I need to do this on the real database now. But again, we never touch the real database, so I take another physical copy, prostrct repair, and go. SUCCESS !!

Time to dump and load. Remember that I literally chopped off the last 4 blocks from the database. I have no idea what was in there but whatever it was, it’s gone, so chances are the database is not in a very clean state. I suppose I could have hex dumped those blocks but by now I’m 8 hours into this journey with a D&L of a type 0 storage area database (i.e. everything in the “schema area’) ahead of me.

The binary dump and load, surprisingly, completed without errors. No fragments. No index issues. 4 hours later I had a brand new database. There was likely some logical data corruption in there, related to the chopped records, but physically it was all good.

A few take home lessons

1. If you’re running your business on version 8 or version 9, you’re insane.

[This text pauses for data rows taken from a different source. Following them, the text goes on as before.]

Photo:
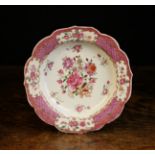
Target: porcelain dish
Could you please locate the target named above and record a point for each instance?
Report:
(78, 79)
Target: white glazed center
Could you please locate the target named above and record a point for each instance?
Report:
(77, 79)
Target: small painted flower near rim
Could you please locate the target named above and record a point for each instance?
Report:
(73, 123)
(67, 62)
(60, 71)
(90, 68)
(59, 81)
(33, 73)
(78, 35)
(77, 48)
(106, 88)
(79, 108)
(48, 67)
(82, 124)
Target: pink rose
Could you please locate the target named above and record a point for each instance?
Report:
(60, 71)
(74, 80)
(73, 123)
(79, 108)
(67, 62)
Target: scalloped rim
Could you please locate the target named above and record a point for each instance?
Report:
(102, 121)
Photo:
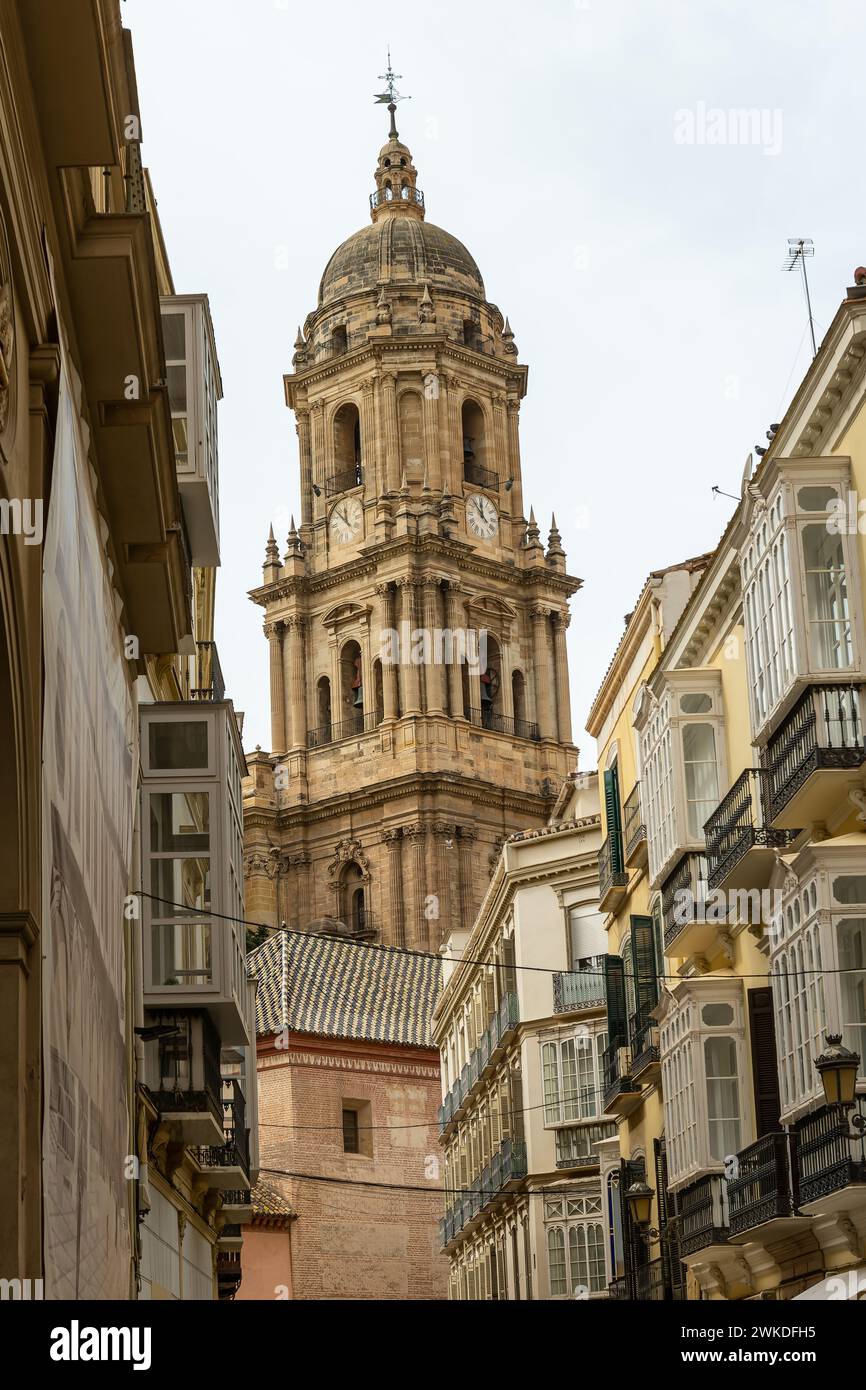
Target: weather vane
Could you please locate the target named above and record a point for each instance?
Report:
(391, 96)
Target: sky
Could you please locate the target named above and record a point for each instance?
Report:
(626, 218)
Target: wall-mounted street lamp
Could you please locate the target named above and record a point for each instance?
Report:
(837, 1068)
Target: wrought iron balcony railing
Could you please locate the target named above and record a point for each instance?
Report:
(829, 1155)
(634, 830)
(644, 1040)
(580, 988)
(824, 730)
(209, 673)
(480, 477)
(738, 824)
(335, 733)
(610, 873)
(503, 724)
(344, 480)
(702, 1214)
(765, 1184)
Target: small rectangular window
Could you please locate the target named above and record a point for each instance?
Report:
(350, 1133)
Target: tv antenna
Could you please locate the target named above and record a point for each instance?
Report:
(391, 96)
(798, 249)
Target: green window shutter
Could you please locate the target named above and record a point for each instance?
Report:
(644, 963)
(615, 986)
(613, 818)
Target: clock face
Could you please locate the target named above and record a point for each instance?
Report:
(346, 521)
(481, 517)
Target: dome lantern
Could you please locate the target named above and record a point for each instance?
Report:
(396, 191)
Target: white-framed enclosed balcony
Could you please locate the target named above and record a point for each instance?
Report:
(683, 763)
(818, 966)
(801, 590)
(193, 389)
(193, 945)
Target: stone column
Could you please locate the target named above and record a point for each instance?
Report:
(444, 431)
(278, 740)
(431, 441)
(456, 624)
(369, 452)
(410, 670)
(391, 431)
(466, 841)
(298, 663)
(300, 866)
(433, 672)
(541, 670)
(445, 862)
(416, 834)
(389, 669)
(319, 464)
(560, 660)
(302, 424)
(394, 840)
(513, 409)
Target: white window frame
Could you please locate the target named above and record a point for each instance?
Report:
(774, 590)
(808, 990)
(684, 1086)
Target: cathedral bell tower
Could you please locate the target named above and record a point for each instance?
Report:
(420, 704)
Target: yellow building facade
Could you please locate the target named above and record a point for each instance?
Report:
(740, 1173)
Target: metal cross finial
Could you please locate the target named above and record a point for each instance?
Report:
(391, 96)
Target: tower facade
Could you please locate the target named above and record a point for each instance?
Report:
(419, 676)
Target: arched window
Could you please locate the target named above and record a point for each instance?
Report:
(412, 434)
(352, 687)
(474, 444)
(346, 448)
(519, 699)
(323, 709)
(353, 902)
(378, 691)
(491, 683)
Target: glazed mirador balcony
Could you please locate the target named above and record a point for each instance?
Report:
(740, 843)
(491, 1047)
(622, 1093)
(634, 831)
(574, 990)
(508, 1165)
(684, 909)
(612, 877)
(182, 1075)
(818, 751)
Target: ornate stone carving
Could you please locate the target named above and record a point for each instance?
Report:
(348, 851)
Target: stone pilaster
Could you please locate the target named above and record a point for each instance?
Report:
(278, 738)
(456, 624)
(541, 670)
(466, 848)
(410, 681)
(298, 694)
(394, 841)
(563, 694)
(434, 672)
(416, 837)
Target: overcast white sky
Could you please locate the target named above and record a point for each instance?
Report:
(641, 274)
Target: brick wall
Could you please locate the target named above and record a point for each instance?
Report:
(356, 1241)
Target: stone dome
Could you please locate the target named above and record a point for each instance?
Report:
(401, 249)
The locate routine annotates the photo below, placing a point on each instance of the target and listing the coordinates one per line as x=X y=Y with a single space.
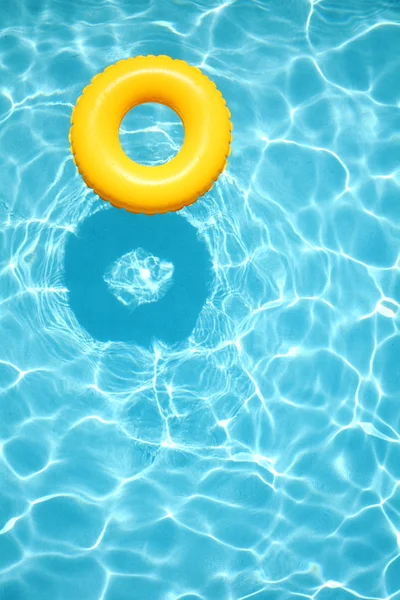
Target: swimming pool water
x=204 y=405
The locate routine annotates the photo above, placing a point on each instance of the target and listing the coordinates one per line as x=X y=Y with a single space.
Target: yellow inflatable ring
x=96 y=148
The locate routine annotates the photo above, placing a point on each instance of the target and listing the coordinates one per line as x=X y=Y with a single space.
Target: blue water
x=206 y=405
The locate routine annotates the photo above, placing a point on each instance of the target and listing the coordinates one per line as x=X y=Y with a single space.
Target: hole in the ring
x=151 y=134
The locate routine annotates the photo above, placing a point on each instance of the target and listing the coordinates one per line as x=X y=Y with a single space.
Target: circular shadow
x=111 y=233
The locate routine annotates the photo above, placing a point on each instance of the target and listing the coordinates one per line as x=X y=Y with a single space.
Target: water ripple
x=204 y=405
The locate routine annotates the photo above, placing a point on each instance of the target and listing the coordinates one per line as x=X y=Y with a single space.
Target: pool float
x=96 y=148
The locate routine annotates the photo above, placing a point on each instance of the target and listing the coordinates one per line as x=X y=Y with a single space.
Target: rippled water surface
x=205 y=405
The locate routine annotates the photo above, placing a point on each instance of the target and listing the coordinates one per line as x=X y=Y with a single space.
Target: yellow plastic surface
x=95 y=144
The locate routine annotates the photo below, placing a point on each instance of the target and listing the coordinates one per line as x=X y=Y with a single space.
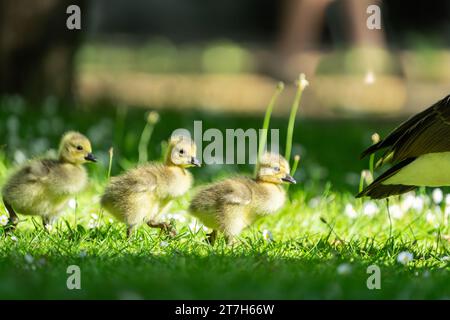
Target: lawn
x=318 y=247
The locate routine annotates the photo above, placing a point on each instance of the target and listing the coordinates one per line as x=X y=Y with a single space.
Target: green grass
x=306 y=259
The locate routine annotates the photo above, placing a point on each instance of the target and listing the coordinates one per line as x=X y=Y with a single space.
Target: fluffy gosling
x=232 y=205
x=142 y=194
x=42 y=187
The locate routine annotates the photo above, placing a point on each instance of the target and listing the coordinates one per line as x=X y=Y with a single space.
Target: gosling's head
x=182 y=152
x=75 y=148
x=273 y=168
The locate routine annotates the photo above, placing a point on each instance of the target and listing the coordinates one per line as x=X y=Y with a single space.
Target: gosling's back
x=42 y=186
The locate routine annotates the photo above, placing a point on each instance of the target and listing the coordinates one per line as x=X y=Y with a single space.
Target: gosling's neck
x=64 y=160
x=169 y=163
x=263 y=182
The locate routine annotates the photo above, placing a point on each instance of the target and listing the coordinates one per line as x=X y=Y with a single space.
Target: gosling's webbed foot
x=165 y=227
x=12 y=217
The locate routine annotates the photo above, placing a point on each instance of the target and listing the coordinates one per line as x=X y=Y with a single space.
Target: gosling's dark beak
x=195 y=162
x=288 y=178
x=90 y=157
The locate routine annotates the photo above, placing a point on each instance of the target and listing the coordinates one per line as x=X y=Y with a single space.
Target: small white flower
x=163 y=244
x=3 y=220
x=29 y=258
x=370 y=208
x=267 y=235
x=302 y=82
x=438 y=196
x=344 y=269
x=447 y=199
x=19 y=157
x=72 y=203
x=396 y=211
x=93 y=224
x=408 y=202
x=350 y=211
x=405 y=257
x=194 y=226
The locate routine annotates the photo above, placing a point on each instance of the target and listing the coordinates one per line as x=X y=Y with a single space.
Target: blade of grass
x=301 y=84
x=266 y=123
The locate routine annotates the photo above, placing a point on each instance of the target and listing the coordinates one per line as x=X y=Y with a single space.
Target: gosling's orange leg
x=12 y=214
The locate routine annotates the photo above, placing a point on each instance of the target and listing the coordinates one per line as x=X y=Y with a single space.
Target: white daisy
x=163 y=244
x=344 y=269
x=3 y=220
x=437 y=196
x=29 y=258
x=405 y=257
x=267 y=235
x=94 y=216
x=72 y=203
x=350 y=211
x=396 y=211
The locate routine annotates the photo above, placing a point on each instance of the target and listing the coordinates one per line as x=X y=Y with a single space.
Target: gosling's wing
x=135 y=181
x=37 y=170
x=426 y=132
x=237 y=192
x=378 y=190
x=216 y=196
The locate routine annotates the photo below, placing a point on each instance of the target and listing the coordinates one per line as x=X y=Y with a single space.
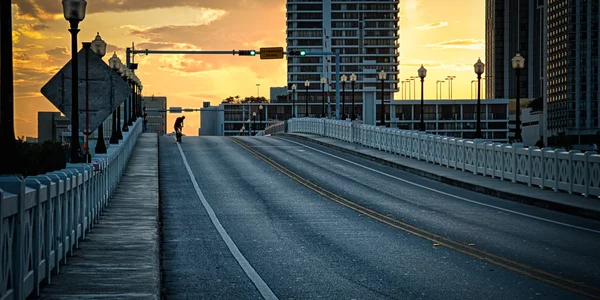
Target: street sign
x=106 y=90
x=271 y=53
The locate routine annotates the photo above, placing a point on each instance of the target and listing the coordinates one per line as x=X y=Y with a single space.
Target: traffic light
x=247 y=52
x=297 y=53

2. If you’re not monitoring, you’re insane. Yeah yeah I know we sell ProTop Monitoring and Alerting subscriptions but there’s a reason ProTop exists: to protect you against these kinds of things. The excuses I hear are mind blowing. “We already have monitoring” is my favourite. Suuuure you do. I hear the Toronto Maple Leafs are going to win the Stanley Cup this year, too. Somebody call Bill Barilko.

3. Again, for the disk space misers out there: I ended up needing space for 7 copies of the database: the original one (1), the one I was defiling with my crazy stunts (2), the 7-month old back file (3), the restore of the 7-month old backup (4 – because we had to check if it was a usable backup), the copy on which to attempt the solution (5), the dump files (6), and the new database (7). Do you have enough disk space available to do that? And is it fast disk space? Or will each copy/restore take 4 hours? Now do you understand why we harp on disk IO bandwidth?

4. There’s a reason why White Star Software is often referred to as “the last phone call”. We get the call after everyone else has given up.

5. Treat your friends and colleagues well. Always. We all need each other’s help at some point or other.

6. If you’re running your business on version 8 or version 9, you’re insane.